Perilunate dislocations are pure ligamentous injuries. They result from high-energy trauma. They may lead to severe disruption of carpal anatomy, leading to profound changes in wrist biomechanics.
The pathoanatomy is sequential disruption of carpal ligaments, passing from the radial side to the ulnar side of the wrist. This leads to progressive perilunar instability. The first event is scapholunate dissociation. The final expression is complete displacement of the carpus around the lunate.
Rupture of the scapholunate ligament is the first event in any sequence of perilunar ligament ruptures. It is the most common cause of wrist instability.
Elements of the injury
The essential elements of the injuries are dissociation of the scaphoid and the lunate, flexion of the scaphoid, and extension of the lunate.

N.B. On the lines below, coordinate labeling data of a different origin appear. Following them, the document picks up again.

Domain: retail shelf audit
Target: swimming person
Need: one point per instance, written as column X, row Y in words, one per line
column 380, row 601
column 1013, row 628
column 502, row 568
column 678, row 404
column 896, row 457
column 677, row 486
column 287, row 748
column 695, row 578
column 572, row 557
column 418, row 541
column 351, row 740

Restoration of rotational stability between scaphoid and lunate is key to restoring normal wrist kinematics.
In this more advanced stage of perilunar dislocation, both the scapholunate (SL) and lunotriquetral interosseous ligaments fail. A rupture of the palmar extrinsic ligaments also occurs.
Closed reduction is a preliminary step to operative treatment and has three effects:
it restores carpal alignment
improves the patient’s comfort and
facilitates surgical repair.
Nonoperative treatment is so frequently followed by redisplacement and later carpal derangement, that ligament repair is strongly indicated. Combined surgical approaches facilitate comprehensive repair of the multiple ligament disruptions.